The findings and conclusions in this manuscript are those of the authors and do not necessarily represent the views of the United States (U.S.) Centers for Disease Control and Prevention. Use of trade names is for identification only and does not imply endorsement by the U.S. Centers for Disease Control and Prevention or the U.S. Department of Health and Human Services.

Acknowledgment

We would like to appreciate the staff of the Federal Ministry of Health, Institute of Human Virology and the sites in which the study was conducted for their support during interviews.

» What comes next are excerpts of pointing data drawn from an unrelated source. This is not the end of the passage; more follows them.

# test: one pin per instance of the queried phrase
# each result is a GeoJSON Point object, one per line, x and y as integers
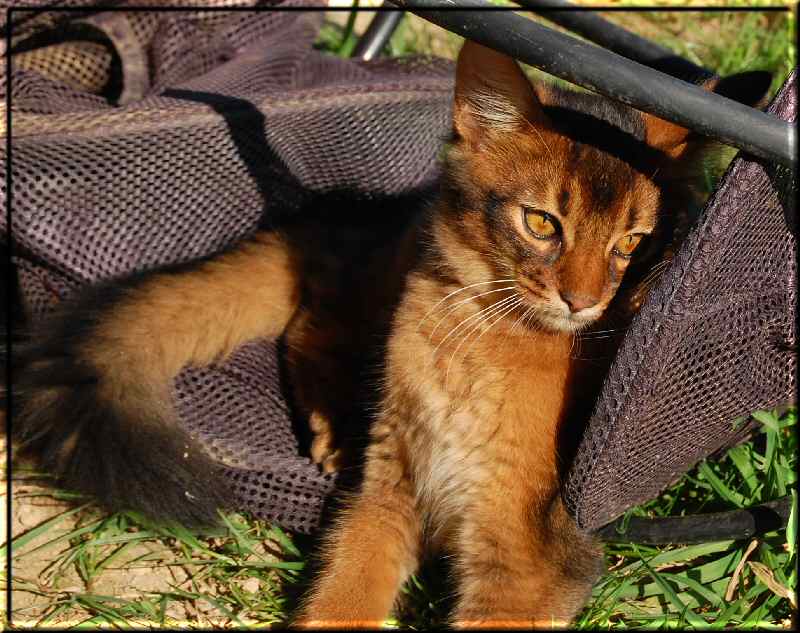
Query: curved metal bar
{"type": "Point", "coordinates": [615, 38]}
{"type": "Point", "coordinates": [615, 76]}
{"type": "Point", "coordinates": [377, 35]}
{"type": "Point", "coordinates": [701, 528]}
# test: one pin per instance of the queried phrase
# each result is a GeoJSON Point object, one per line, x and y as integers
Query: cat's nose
{"type": "Point", "coordinates": [577, 302]}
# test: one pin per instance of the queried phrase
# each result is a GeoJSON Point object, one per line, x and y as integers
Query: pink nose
{"type": "Point", "coordinates": [578, 302]}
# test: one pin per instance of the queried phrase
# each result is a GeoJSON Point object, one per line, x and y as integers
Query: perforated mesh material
{"type": "Point", "coordinates": [714, 341]}
{"type": "Point", "coordinates": [236, 115]}
{"type": "Point", "coordinates": [239, 114]}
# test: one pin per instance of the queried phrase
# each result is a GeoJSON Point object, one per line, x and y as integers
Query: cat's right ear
{"type": "Point", "coordinates": [492, 94]}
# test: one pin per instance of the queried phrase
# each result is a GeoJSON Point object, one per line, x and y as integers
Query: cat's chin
{"type": "Point", "coordinates": [563, 324]}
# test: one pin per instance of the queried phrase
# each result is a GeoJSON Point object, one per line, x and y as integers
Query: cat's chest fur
{"type": "Point", "coordinates": [481, 419]}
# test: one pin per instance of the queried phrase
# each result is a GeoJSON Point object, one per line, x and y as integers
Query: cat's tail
{"type": "Point", "coordinates": [91, 388]}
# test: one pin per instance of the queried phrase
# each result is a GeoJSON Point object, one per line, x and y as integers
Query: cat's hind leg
{"type": "Point", "coordinates": [513, 577]}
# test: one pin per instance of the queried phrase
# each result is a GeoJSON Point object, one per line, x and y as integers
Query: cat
{"type": "Point", "coordinates": [553, 208]}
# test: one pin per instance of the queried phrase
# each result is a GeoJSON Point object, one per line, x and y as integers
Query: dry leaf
{"type": "Point", "coordinates": [734, 582]}
{"type": "Point", "coordinates": [766, 576]}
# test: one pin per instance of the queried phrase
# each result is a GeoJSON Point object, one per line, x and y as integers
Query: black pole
{"type": "Point", "coordinates": [701, 528]}
{"type": "Point", "coordinates": [377, 35]}
{"type": "Point", "coordinates": [615, 38]}
{"type": "Point", "coordinates": [615, 76]}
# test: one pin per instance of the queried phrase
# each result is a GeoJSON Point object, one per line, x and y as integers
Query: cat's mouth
{"type": "Point", "coordinates": [554, 314]}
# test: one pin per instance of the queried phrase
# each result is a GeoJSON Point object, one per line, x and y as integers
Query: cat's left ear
{"type": "Point", "coordinates": [492, 94]}
{"type": "Point", "coordinates": [749, 88]}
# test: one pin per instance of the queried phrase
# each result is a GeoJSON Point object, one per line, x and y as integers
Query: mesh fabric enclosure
{"type": "Point", "coordinates": [155, 138]}
{"type": "Point", "coordinates": [240, 117]}
{"type": "Point", "coordinates": [713, 342]}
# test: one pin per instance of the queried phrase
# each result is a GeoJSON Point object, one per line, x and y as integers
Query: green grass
{"type": "Point", "coordinates": [249, 573]}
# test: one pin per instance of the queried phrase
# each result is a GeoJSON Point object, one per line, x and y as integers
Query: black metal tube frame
{"type": "Point", "coordinates": [377, 35]}
{"type": "Point", "coordinates": [602, 71]}
{"type": "Point", "coordinates": [701, 528]}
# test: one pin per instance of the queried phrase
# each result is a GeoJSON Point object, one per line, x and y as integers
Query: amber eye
{"type": "Point", "coordinates": [541, 224]}
{"type": "Point", "coordinates": [626, 245]}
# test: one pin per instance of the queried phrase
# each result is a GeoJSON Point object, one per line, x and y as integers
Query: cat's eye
{"type": "Point", "coordinates": [626, 245]}
{"type": "Point", "coordinates": [543, 225]}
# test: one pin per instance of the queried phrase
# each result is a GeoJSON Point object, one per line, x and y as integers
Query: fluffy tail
{"type": "Point", "coordinates": [91, 390]}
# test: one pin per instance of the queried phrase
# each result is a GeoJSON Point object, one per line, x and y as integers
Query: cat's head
{"type": "Point", "coordinates": [561, 191]}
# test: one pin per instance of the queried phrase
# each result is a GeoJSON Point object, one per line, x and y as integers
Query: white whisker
{"type": "Point", "coordinates": [502, 313]}
{"type": "Point", "coordinates": [462, 289]}
{"type": "Point", "coordinates": [478, 315]}
{"type": "Point", "coordinates": [453, 307]}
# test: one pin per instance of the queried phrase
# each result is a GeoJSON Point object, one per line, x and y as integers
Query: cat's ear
{"type": "Point", "coordinates": [492, 94]}
{"type": "Point", "coordinates": [749, 88]}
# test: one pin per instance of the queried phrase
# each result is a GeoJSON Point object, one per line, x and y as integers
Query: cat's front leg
{"type": "Point", "coordinates": [372, 549]}
{"type": "Point", "coordinates": [518, 573]}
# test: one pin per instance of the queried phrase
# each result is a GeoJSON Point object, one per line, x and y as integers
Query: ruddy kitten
{"type": "Point", "coordinates": [553, 205]}
{"type": "Point", "coordinates": [547, 200]}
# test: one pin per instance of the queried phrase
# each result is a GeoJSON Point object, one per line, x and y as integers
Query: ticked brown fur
{"type": "Point", "coordinates": [482, 382]}
{"type": "Point", "coordinates": [467, 315]}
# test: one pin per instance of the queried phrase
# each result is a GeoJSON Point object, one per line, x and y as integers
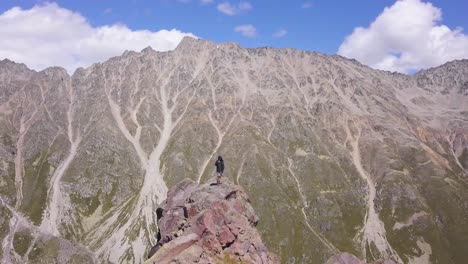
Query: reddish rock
{"type": "Point", "coordinates": [208, 224]}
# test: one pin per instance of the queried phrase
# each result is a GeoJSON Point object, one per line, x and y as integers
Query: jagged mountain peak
{"type": "Point", "coordinates": [208, 223]}
{"type": "Point", "coordinates": [334, 156]}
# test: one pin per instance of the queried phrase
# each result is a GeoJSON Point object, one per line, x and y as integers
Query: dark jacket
{"type": "Point", "coordinates": [219, 165]}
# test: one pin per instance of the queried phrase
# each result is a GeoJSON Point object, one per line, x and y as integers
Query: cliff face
{"type": "Point", "coordinates": [340, 157]}
{"type": "Point", "coordinates": [208, 223]}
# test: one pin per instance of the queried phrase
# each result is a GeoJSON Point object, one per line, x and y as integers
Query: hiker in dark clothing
{"type": "Point", "coordinates": [219, 169]}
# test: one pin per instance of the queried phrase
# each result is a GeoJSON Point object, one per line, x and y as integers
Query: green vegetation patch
{"type": "Point", "coordinates": [35, 186]}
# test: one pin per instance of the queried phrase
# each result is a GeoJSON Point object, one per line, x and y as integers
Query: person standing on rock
{"type": "Point", "coordinates": [219, 169]}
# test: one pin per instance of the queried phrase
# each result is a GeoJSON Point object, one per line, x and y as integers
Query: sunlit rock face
{"type": "Point", "coordinates": [335, 156]}
{"type": "Point", "coordinates": [208, 223]}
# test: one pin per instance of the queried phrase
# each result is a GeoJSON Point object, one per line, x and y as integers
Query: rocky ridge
{"type": "Point", "coordinates": [208, 223]}
{"type": "Point", "coordinates": [364, 161]}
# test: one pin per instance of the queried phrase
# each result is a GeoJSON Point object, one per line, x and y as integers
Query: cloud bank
{"type": "Point", "coordinates": [234, 9]}
{"type": "Point", "coordinates": [246, 30]}
{"type": "Point", "coordinates": [406, 37]}
{"type": "Point", "coordinates": [48, 35]}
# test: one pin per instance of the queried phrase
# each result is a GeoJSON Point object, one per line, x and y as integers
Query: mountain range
{"type": "Point", "coordinates": [335, 156]}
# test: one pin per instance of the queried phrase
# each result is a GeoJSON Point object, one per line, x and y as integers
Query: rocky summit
{"type": "Point", "coordinates": [208, 223]}
{"type": "Point", "coordinates": [335, 156]}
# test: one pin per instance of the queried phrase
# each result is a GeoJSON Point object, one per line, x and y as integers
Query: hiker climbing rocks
{"type": "Point", "coordinates": [219, 169]}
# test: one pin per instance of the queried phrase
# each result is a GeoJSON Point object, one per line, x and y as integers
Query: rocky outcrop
{"type": "Point", "coordinates": [346, 258]}
{"type": "Point", "coordinates": [208, 223]}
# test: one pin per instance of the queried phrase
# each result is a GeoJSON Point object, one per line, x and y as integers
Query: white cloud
{"type": "Point", "coordinates": [246, 30]}
{"type": "Point", "coordinates": [48, 35]}
{"type": "Point", "coordinates": [205, 2]}
{"type": "Point", "coordinates": [280, 33]}
{"type": "Point", "coordinates": [234, 9]}
{"type": "Point", "coordinates": [307, 5]}
{"type": "Point", "coordinates": [406, 37]}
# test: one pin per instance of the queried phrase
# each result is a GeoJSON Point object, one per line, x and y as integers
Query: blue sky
{"type": "Point", "coordinates": [315, 25]}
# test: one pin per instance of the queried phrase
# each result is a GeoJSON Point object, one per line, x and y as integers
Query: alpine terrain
{"type": "Point", "coordinates": [335, 156]}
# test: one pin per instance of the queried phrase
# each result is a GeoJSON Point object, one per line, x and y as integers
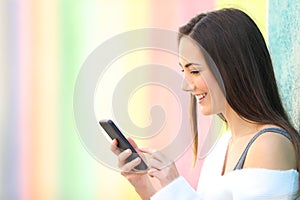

Our most heartfelt gratitude also goes to Mr. Folorunsho Eyitayo for his commitment and support during the study.

Funding

This study was funded by President’s Emergency Plan for AIDS Relief (PEPFAR). Compliance with ethical standards and UMB CoAg.

Ethical Approval

The study protocol was reviewed and approved by National Health Research Ethics Committee of Nigeria. This activity was also reviewed in accordance with the Centers for Disease Control and Prevention (CDC) human research protection procedures and was determined to be research, but CDC investigators did not interact with human subjects or have access to identifiable data or specimens for research purposes.

Conflicts of Interest

All authors declare they have no conflict of interest.

Informed Consent

Informed consent was obtained from all individual participants in the study.